$\lim_{x\to0} (\sin x-x)/x^3$ why can't the fraction be split first like $x/x^3 - \sin x/x^3$

Question

$\lim_{x\to0} (\sin x-x)/x^3$ why can't the fraction be split first like $x/x^3 - \sin x/x^3$ and then later on be written as $1/x^2 -\sin x/x \cdot x^2$ and $\sin x/x =1$ so $1/x^2-1/x^2=0$

Answer 1

Well, it simply doesn't work that way. You can write $$(\sin x-x)/x^3=\frac{(\sin x)/x}{x^2}-\frac1{x^2}$$if you like, but that doesn't help find the original limit, since the limits of the two terms on the right do not exist.
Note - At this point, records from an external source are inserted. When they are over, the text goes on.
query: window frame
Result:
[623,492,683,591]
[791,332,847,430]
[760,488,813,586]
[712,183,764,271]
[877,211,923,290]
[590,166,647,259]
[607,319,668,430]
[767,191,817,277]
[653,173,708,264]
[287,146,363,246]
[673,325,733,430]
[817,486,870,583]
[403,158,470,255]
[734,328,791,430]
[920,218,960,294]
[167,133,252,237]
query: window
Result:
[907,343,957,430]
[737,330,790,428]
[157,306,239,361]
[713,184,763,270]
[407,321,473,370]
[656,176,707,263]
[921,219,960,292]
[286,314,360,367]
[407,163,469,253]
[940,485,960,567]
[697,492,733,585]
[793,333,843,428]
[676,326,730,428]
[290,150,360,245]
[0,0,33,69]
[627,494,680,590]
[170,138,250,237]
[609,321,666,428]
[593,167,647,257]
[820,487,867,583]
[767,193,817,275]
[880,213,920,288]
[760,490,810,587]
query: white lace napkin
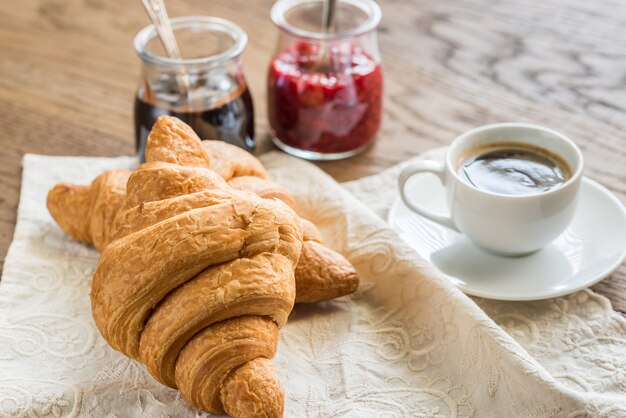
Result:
[0,153,626,417]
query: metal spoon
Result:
[313,0,337,73]
[141,0,189,97]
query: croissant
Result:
[48,117,358,417]
[48,117,359,303]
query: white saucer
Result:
[388,174,626,300]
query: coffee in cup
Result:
[398,123,583,256]
[458,142,572,196]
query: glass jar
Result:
[134,16,255,161]
[267,0,383,160]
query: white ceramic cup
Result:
[398,123,583,256]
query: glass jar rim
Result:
[133,16,248,66]
[271,0,382,40]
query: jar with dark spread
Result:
[267,0,383,160]
[135,16,255,161]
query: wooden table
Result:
[0,0,626,312]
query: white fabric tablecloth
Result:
[0,153,626,417]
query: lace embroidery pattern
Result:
[0,153,626,418]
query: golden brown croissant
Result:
[48,117,358,417]
[48,122,359,303]
[202,141,359,303]
[48,118,302,417]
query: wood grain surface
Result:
[0,0,626,312]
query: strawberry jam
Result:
[268,43,383,156]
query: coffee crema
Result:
[458,142,571,195]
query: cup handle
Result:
[398,161,459,231]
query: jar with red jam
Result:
[267,0,383,160]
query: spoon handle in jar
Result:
[141,0,189,100]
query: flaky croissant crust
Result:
[48,117,358,417]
Your argument seems to be saying that $$\lim_{x\to0}\frac{\sin x}{x}\frac1{x^2}=\frac1{x^2},$$but that's not true. (Makes no sense; if that limit did exist it would be a single number, not a function of $x$...)
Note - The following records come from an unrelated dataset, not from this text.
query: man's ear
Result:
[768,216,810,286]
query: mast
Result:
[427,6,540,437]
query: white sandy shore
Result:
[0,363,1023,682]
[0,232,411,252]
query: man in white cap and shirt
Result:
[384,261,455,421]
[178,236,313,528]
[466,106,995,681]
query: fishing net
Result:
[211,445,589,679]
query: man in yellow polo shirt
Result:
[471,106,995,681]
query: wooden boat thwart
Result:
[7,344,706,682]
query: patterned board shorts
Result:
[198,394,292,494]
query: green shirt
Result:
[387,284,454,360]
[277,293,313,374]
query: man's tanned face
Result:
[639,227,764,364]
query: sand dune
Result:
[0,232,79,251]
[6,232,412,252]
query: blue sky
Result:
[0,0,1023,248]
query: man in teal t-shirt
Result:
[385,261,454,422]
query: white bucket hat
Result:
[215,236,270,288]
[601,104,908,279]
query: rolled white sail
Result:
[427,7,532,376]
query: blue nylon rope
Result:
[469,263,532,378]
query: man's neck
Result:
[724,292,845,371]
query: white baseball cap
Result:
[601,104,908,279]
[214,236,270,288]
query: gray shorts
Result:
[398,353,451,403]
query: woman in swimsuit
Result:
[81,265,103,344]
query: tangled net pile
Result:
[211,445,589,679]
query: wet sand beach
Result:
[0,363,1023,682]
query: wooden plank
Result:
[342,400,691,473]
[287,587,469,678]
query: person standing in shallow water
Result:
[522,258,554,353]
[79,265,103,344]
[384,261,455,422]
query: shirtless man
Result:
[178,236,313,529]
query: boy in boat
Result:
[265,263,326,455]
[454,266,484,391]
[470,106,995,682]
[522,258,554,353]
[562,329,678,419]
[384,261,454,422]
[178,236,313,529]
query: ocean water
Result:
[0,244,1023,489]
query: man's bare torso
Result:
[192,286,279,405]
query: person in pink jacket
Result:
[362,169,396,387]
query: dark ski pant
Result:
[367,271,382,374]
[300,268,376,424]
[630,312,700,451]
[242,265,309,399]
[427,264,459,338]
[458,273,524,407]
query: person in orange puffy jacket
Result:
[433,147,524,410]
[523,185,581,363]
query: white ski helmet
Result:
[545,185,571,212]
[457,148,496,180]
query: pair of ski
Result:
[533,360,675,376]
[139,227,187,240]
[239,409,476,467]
Good of you to add the "explanation" $\sin(x)/x=1$. That's not true, in fact it's easy to see that $|\sin(x)/x|<1$ for every $x\ne0$.

Answer 2

$$\frac{\sin x-x}{x^3} = \frac{\frac{\sin x}x-1}{x^2}$$

You can't then simply say

$$\lim_{x\to0} \frac{\frac{\sin x}x-1}{x^2} \stackrel{?}{=} \lim_{x\to0} \frac {1-1}{x^2} = \lim_{x\to0} \frac 0{x^2} = \lim_{x\to0} 0= 0$$

Although the numerator goes to $0$, so does the denominator. The numerator does not get to be zero without the denominator being zero. You can't pick and choose, letting $\frac{\sin x}x$ become $1$ first before $x^2$ becomes $0$. In fact, you don't know which one goes to $0$ faster, the numerator or the denominator, so you can't tell if it goes to $0$ or $\pm\infty$ or anything inbetween.

Answer 3

Well, what you can do is split it up like

$$\lim_{x\to0}\frac{\sin x-x}{x^3}=\lim_{x\to0}\left(\frac{\sin x}{x^3}-\frac{1}{x^2}\right).$$

However you cannot distribute the limit, i.e.
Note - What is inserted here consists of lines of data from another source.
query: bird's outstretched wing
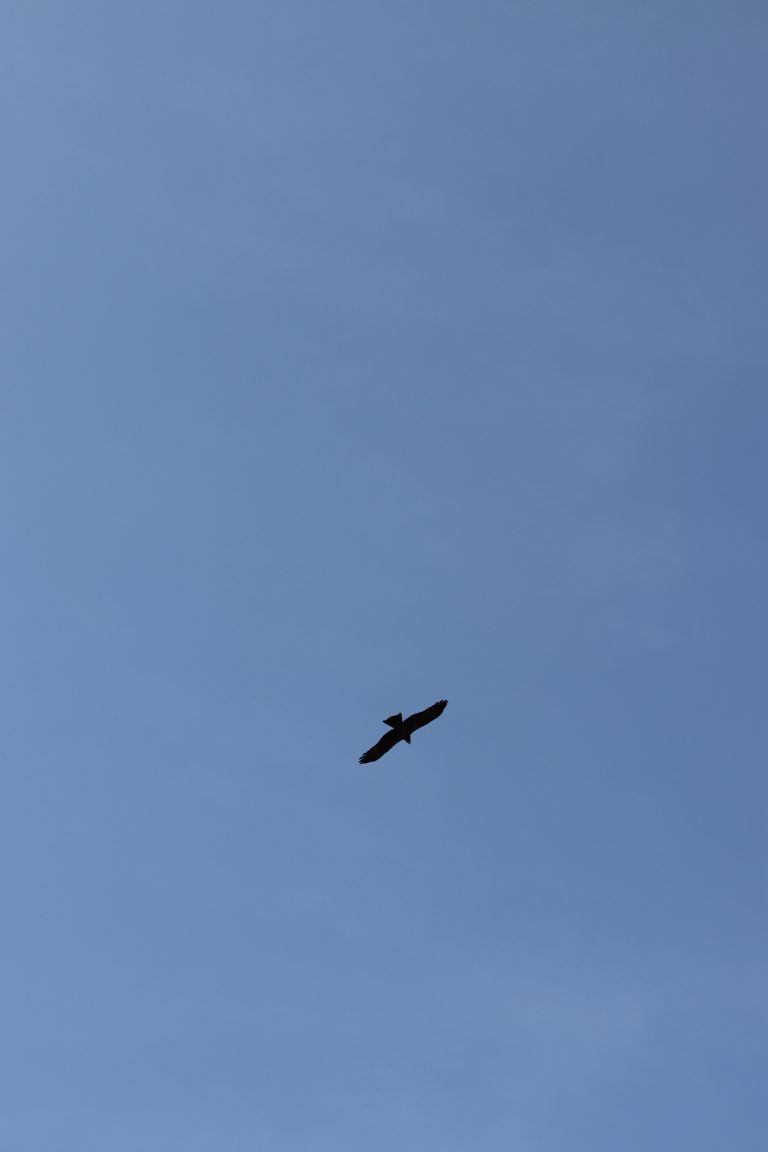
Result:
[359,729,403,764]
[405,700,448,732]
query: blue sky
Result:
[0,0,768,1152]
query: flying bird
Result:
[359,700,448,764]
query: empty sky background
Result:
[0,0,768,1152]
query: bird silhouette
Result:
[359,700,448,764]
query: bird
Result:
[359,700,448,764]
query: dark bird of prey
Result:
[360,700,448,764]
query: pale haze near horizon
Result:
[0,0,768,1152]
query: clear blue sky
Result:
[0,0,768,1152]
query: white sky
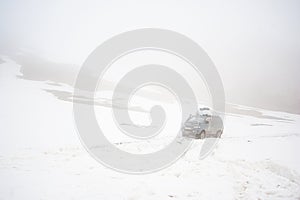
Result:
[0,0,300,112]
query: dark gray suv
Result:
[182,108,223,139]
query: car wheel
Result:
[216,130,222,138]
[197,131,206,140]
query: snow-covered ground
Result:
[0,57,300,200]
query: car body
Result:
[182,108,223,139]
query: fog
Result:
[0,0,300,113]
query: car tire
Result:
[197,131,206,140]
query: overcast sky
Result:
[0,0,300,113]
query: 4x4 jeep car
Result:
[182,108,223,139]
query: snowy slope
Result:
[0,57,300,200]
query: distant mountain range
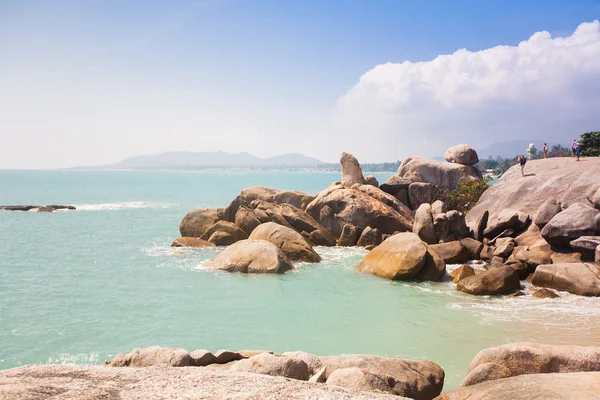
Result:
[73,151,325,170]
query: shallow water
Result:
[0,171,600,389]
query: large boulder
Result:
[321,354,444,400]
[456,266,521,296]
[204,240,294,274]
[569,236,600,259]
[397,157,482,191]
[467,157,600,228]
[542,203,600,248]
[533,199,562,229]
[231,353,310,381]
[107,346,194,368]
[249,222,321,262]
[306,186,413,238]
[413,203,438,244]
[435,372,600,400]
[340,153,365,187]
[444,144,479,165]
[171,237,215,248]
[531,263,600,296]
[429,241,469,264]
[463,343,600,386]
[358,232,428,280]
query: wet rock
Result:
[109,346,194,368]
[444,144,479,165]
[204,240,294,274]
[531,263,600,296]
[171,237,215,248]
[249,222,321,262]
[456,267,521,296]
[542,203,600,248]
[231,353,309,381]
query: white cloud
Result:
[336,21,600,159]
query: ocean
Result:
[0,171,600,390]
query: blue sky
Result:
[0,0,600,168]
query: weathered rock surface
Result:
[397,157,482,190]
[542,203,600,247]
[249,222,321,262]
[467,343,600,384]
[358,232,428,280]
[231,353,310,381]
[456,267,521,296]
[171,237,215,248]
[0,365,400,400]
[435,372,600,400]
[450,264,475,283]
[533,199,562,229]
[429,241,469,264]
[444,144,479,165]
[569,236,600,259]
[413,203,438,244]
[108,346,194,368]
[340,153,365,187]
[204,240,294,274]
[531,263,600,296]
[306,186,413,238]
[467,157,600,228]
[321,354,444,400]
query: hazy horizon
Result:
[0,0,600,169]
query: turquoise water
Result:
[0,171,600,388]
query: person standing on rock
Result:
[542,143,548,158]
[519,156,527,176]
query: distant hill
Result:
[74,151,324,169]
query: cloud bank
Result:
[335,21,600,159]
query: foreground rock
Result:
[0,365,399,400]
[456,267,521,295]
[321,354,444,400]
[108,346,195,368]
[463,343,600,386]
[436,372,600,400]
[204,240,294,274]
[231,353,309,381]
[467,157,600,228]
[358,232,446,280]
[249,222,321,262]
[0,204,76,212]
[531,263,600,296]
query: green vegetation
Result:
[579,132,600,157]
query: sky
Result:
[0,0,600,169]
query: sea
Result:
[0,170,600,390]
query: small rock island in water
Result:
[0,144,600,400]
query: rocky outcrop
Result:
[397,157,482,191]
[249,222,321,262]
[467,157,600,228]
[171,237,216,248]
[0,365,400,400]
[231,353,310,381]
[531,263,600,296]
[107,346,194,368]
[542,203,600,248]
[321,354,444,400]
[435,372,600,400]
[204,240,294,274]
[358,232,445,280]
[463,343,600,386]
[306,185,413,238]
[456,267,521,296]
[340,153,365,187]
[444,144,479,165]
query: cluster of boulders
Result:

$$\lim_{x\to0}\left(\frac{\sin x}{x^3}-\frac{1}{x^2}\right)\neq\lim_{x\to0}\frac{\sin x}{x^3}-\lim_{x\to0}\frac{1}{x^2}.$$

The reason for this is because to do this, you need both the limits on the right hand side to exist, and clearly they do not (for one, $\frac{1}{x^2}\to\infty$ as $x\to0$). This is a general property of limits: you can only distribute the limit if the limits exist (and are finite of course), otherwise it might not hold. Take for example the limit

$$\lim_{x\to\infty}(x-x)=\lim_{x\to\infty}0=0.$$

If we would have instead distributed the limit first thing we did, then we would end up with something undefined as $\infty-\infty$, which is clearly nonsense. While this example is extremely contrived and trivial, it still shows the point, and a lot of the situations do end up occuring, which is why you have to be careful.

Answer 4

You seem to be doing the following: $$ \lim\limits_{x\rightarrow 0}\frac{\sin(x)-x}{x^3}= \lim\limits_{x\rightarrow 0}\left(\frac{\frac{\sin(x)}{x}}{x^2}-\frac{1}{x^2}\right)\stackrel{\text{$\ast$}}{=} \lim\limits_{x\rightarrow 0}\left(\frac{\lim\limits_{x\rightarrow 0}\frac{\sin(x)}{x}}{x^2}-\frac{1}{x^2}\right)= \lim\limits_{x\rightarrow 0}\left(\frac{1}{x^2}-\frac{1}{x^2}\right)= \lim\limits_{x\rightarrow 0}0= 0 $$

The problem is in the step marked by the $\ast$, all other steps are fine. Any step in math needs to be justified by a rule which is applied appropriately in the context of the expression. There is no rule for doing what is happening in step $\ast$. If even a single step cannot be justified, it might give you a faulty equality (which happens here) and all remaining steps, although correct when viewed in isolation, will in general produce unequal terms.

What you could do instead is to use L'Hôpital's rule. Alternatively you could expand $\sin(x)-x=-\frac{x^3}{6}+\sum\limits_{n=2}^{\infty}(-1)^n\frac{x^{2n+1}}{(2n+1)!}$ into a convergent power series and compute with that - this however might be beyond your level, as you need to interchange a limit and a series, which can be done here (theory of analytic functions which implies uniform convergence near $0$ for the function in question), but in general is wrong.

Your issues are in spirit similar to this beginner struggling with limits or that one.